After the PC verifies the minor ingredient additions, it prompts the operator to add any required micro ingredients, which are preweighed in a pail on an independent scale next to the mixer. The micro ingredients are in 25- or 50-pound bags, and the operator typically adds several pounds to the mixer. Once the PC verifies the micro ingredient additions, the operator pushes the start button to activate the mixer, which completes a batch in 3 to 6 minutes, depending on the recipe.
When the predetermined mixing cycle ends, the color mixer stops and discharges the batch to the preselected packaging destination. (The mixers’ PC control ends after the product reaches a bagger’s hopper.) If the bulk bag filling stations are selected, the batch discharges by gravity to a split hopper with two outlets. A feed chute with a butterfly valve at each hopper outlet allows the company to direct the material to one or both bulk bag filling stations. Each station’s platform scale sends weight readings to the scale controller and the operator monitors the bulk bag weight by gain in weight. When a bulk bag reaches the proper weight, the flow-control valve activates to shut off material flow, and a forklift moves the filled bag to a warehouse for storage before transport.
If the valve-bag baggers are selected, the batch discharges by gravity to the baggers’ hoppers, which are directly interfaced with the mixer. An operator then manually places empty bags on the baggers’ fill spouts to fill them. After a bag is filled, the bagger automatically kicks it off onto a conveyor that moves it through a bag flattener and to the dedicated robotic palletizer for palletizing. A forklift moves the completed pallet to the pallet hooder, which places a plastic film hood over the bags to secure them for transport and protect them from the elements after delivery to a job site. From the hooder, the forklift moves the hooded pallets to the warehouse for storage before transport.
The gray mixer’s independent three-bagger bagging line is the same as the color mixer’s bagging line and includes a conveyor, bag flattener, and standalone robotic palletizer. The forklift also moves the palleted bags from this line to the pallet hooder. The company can package the cement and masonry mixes in 70-, 75-, and 93.6-pound paper valve bags or 3,000-pound open-top polypropylene bulk bags, depending on the product and customer.
About the mixers
The 40-horsepower, single-speed, PHLAUER AJSP 558 single-rotor horizontal batch mixer is 85 inches tall and has a 55-inch-diameter, 96-inch-long rotor. Its paddles and housing sides are constructed of heat-treated, abrasion-resistant plate that has a minimum 400-Brinell hardness. The mixer’s three top inlets allow the material to quickly charge into it from the weigh hopper, and its drop-bottom discharge empties the material from the mixer to the baggers in 15 seconds. The mixer has a 7,000-pound-batch capacity and can produce 25 t/h and fully develop the color of each batch in 3 minutes.

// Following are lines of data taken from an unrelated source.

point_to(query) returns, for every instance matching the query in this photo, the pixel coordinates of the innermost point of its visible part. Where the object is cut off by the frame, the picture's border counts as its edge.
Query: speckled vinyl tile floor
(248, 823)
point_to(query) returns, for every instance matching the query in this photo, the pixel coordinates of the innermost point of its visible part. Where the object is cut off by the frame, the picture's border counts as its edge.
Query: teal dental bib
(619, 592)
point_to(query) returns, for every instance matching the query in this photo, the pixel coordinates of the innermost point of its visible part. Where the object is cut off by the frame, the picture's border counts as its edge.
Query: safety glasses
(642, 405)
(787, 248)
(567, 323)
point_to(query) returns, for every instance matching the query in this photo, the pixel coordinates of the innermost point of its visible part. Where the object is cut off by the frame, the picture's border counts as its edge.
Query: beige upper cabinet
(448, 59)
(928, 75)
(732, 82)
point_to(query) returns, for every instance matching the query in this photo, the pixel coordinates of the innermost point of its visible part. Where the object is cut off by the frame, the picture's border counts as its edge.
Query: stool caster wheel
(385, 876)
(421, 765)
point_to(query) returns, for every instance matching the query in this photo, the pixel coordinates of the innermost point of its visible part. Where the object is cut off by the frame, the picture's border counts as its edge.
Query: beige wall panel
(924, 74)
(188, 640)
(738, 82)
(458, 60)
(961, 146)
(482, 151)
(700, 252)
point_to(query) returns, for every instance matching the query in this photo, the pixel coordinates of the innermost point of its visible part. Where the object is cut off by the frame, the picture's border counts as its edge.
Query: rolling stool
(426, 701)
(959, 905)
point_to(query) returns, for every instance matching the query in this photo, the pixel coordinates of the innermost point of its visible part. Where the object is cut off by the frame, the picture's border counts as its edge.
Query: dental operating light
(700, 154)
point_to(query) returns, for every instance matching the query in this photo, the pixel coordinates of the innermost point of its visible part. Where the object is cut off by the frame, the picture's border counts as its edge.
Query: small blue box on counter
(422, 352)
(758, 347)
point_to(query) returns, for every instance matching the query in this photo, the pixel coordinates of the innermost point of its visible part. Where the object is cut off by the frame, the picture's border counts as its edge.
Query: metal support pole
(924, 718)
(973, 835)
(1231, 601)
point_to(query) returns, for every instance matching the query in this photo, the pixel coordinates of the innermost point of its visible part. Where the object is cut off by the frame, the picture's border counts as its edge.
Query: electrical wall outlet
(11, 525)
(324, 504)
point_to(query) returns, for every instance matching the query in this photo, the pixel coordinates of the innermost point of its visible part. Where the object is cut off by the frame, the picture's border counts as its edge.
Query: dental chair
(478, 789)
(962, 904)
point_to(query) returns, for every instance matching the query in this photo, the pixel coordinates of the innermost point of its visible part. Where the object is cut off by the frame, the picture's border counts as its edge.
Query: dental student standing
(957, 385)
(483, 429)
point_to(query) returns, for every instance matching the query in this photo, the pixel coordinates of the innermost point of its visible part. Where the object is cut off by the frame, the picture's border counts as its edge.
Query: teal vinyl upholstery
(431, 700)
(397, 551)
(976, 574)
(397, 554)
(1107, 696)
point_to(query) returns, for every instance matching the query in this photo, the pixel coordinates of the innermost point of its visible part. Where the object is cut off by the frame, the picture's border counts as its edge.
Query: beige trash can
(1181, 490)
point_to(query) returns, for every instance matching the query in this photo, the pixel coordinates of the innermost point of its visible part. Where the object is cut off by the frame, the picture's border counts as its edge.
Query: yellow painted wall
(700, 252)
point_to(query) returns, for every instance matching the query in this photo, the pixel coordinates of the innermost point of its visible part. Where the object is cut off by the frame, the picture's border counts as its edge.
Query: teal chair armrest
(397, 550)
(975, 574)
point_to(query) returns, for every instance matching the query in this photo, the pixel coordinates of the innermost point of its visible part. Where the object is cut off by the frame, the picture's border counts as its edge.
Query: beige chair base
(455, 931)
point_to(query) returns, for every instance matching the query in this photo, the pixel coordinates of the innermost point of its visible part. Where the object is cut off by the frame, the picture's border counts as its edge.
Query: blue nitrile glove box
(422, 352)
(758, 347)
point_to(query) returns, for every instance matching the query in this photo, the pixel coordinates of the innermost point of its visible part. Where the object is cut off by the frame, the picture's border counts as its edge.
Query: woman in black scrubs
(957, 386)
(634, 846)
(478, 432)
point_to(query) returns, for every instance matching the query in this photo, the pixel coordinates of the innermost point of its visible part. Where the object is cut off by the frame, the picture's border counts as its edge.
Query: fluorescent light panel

The 30-horsepower, single-speed, PHLAUER AJSP 486-6 single-rotor horizontal batch mixer is 71 inches tall and has a 48-inch-diameter, 78-inch-long rotor. Its paddles and housing sides are also constructed of heat-treated, abrasion-resistant plate that has a minimum 400-Brinell hardness. The mixer’s two top inlets allow the material to quickly move into it from the weigh hopper, and its two PC-connected discharges allow for automatic discharging to two destinations. The default discharge (so-called because it’s used the most) is on the mixer’s drive end and feeds to the baggers; the second discharge is on the idler end and services the bulk bag filling stations. For sanded cement and masonry mixes, the mixer has a 5,000-pound-batch capacity and can produce 25 t/h and fully develop the color of each batch in 3 minutes. For nonsanded cement and masonry mixes, the mixer has a 4,500-pound-batch capacity and can produce 18 t/h and fully develop the color of each batch in 6 minutes.
Each mixer’s drive turns the paddles at 300 fpm at the periphery, which is an ideal speed for mixing friable and fragile materials like coffee beans or abrasive materials like sands and aggregates. The mixers are capable of mixing to a coefficient of variation (CV) of 5 percent in 1 minute. To ensure predictable, reliable, and repeatable color development, eight PHLAUER-TECH Shearmakers with low-speed, aggressively designed propellers are installed in the AJSP 558 mixer’s side, and three PHLAUER-TECH Shearmakers are installed in the AJSP 486-6 mixer’s side.
Mixing high-quality custom blends
Since starting up the toll processing facility, the company’s new mixing lines have been meeting daily production quotas and producing high-quality custom cement and masonry mixes. “We can operate both mixing and packaging lines at the same time, and each batch takes about fifteen minutes to complete from when the cement is conveyed to a weigh hopper to when it discharges from a mixer,” says Lovett. “To guarantee top-quality mixes, we follow a rigorous point-of-control quality control process for each batch that involves ingredient weighment verifications and material samples.”
The supplier trained the company’s operators how to use the computer system and mixing and packaging equipment. “The computer system manages all of our production, keeps track of the products we make, and tells us when we need to order more raw materials,” says Lovett. “The supplier’s mixers have met all of our requirements regarding production rates and mixing specifications for the cement and masonry mixes. Their system has given us the edge in the marketplace because the quality of our products, bar none, is better than any other cement toll processor’s; others can’t compete with us because we can produce large volumes of high-quality products at a low cost.”